August 27, 2016 12:48 AM EDT

(Reuters) - A video has emerged purportedly showing the beginning of a chase that resulted with a Highway Patrol trooper fatally shooting a deaf driver two weeks ago.

The motorist, Daniel Harris, 29, of Charlotte, was shot during a traffic stop on Aug. 18. The shooting occurred amid a national debate over the use of deadly force by police.

The cell phone video, posted on ABC affiliate WSOC-TV, showed what appeared to be a trooper standing near his squad car, facing a blue car stopped on the exit ramp. The car drives away and the trooper runs around his squad car, hops in the driver's side and begins his pursuit, the video showed.

Two other men are seen in the video, but their involvement in the incident is unclear. The station said that it obtained the video from a motorist who was near the scene and that it had showed it to authorities who are investigating the incident.

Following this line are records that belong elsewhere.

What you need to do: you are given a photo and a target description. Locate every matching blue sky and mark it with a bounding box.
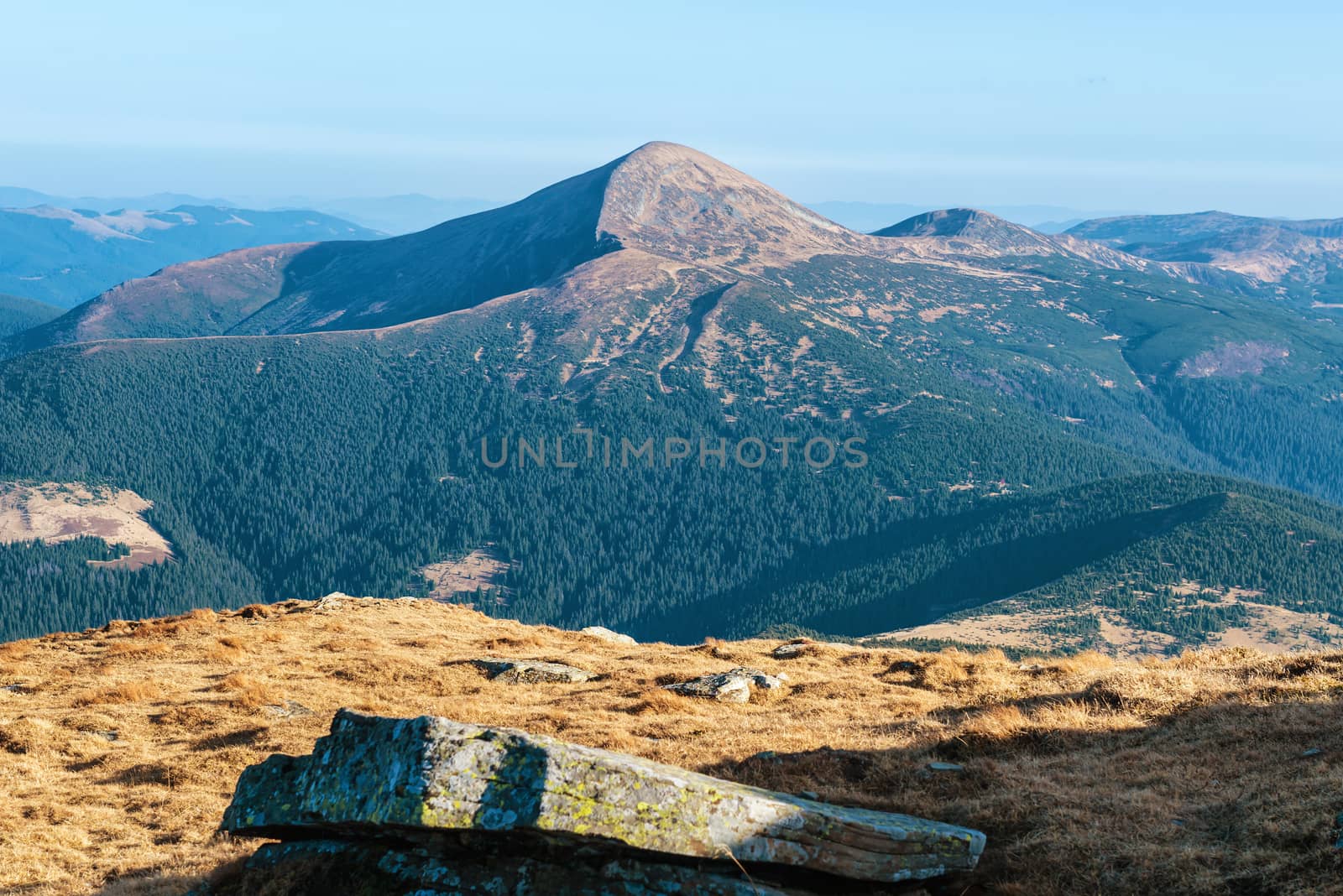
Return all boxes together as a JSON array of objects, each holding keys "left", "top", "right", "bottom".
[{"left": 0, "top": 0, "right": 1343, "bottom": 217}]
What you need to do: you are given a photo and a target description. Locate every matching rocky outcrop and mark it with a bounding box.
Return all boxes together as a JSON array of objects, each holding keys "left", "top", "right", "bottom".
[
  {"left": 583, "top": 625, "right": 638, "bottom": 643},
  {"left": 217, "top": 710, "right": 985, "bottom": 896},
  {"left": 475, "top": 656, "right": 595, "bottom": 684},
  {"left": 662, "top": 665, "right": 783, "bottom": 703}
]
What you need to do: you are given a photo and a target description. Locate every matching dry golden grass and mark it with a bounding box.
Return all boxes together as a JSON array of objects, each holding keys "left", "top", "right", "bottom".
[{"left": 0, "top": 600, "right": 1343, "bottom": 896}]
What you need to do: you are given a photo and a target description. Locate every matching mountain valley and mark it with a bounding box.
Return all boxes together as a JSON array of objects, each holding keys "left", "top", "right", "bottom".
[{"left": 0, "top": 143, "right": 1343, "bottom": 652}]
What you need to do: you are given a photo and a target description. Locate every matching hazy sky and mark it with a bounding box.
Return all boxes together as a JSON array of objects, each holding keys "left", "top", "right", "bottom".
[{"left": 0, "top": 0, "right": 1343, "bottom": 216}]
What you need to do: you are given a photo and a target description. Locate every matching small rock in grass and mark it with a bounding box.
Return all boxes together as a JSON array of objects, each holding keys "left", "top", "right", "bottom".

The State Highway Patrol said in a statement that a trooper tried to pull over a motorist on Interstate 485 for speeding. The driver fled and after a brief pursuit pulled over and got out of his car.

There was an "encounter" with the officer where a shot was fired, the statement said. The driver died at the scene.

The State Bureau of Investigation has identified the driver in a statement as Harris and the officer as Trooper Jermaine Saunders.

Saunders has been placed on administrative leave, which is standard procedure. The incident was being reviewed by the district attorney, the Highway Patrol and the State Bureau of Investigation.

"The police need to become aware of how to communicate with deaf people, what that might look like and how to avoid situations like this from ever happening again," Harris' brother Sam, who also is deaf, told WSOC through a sign-language interpreter.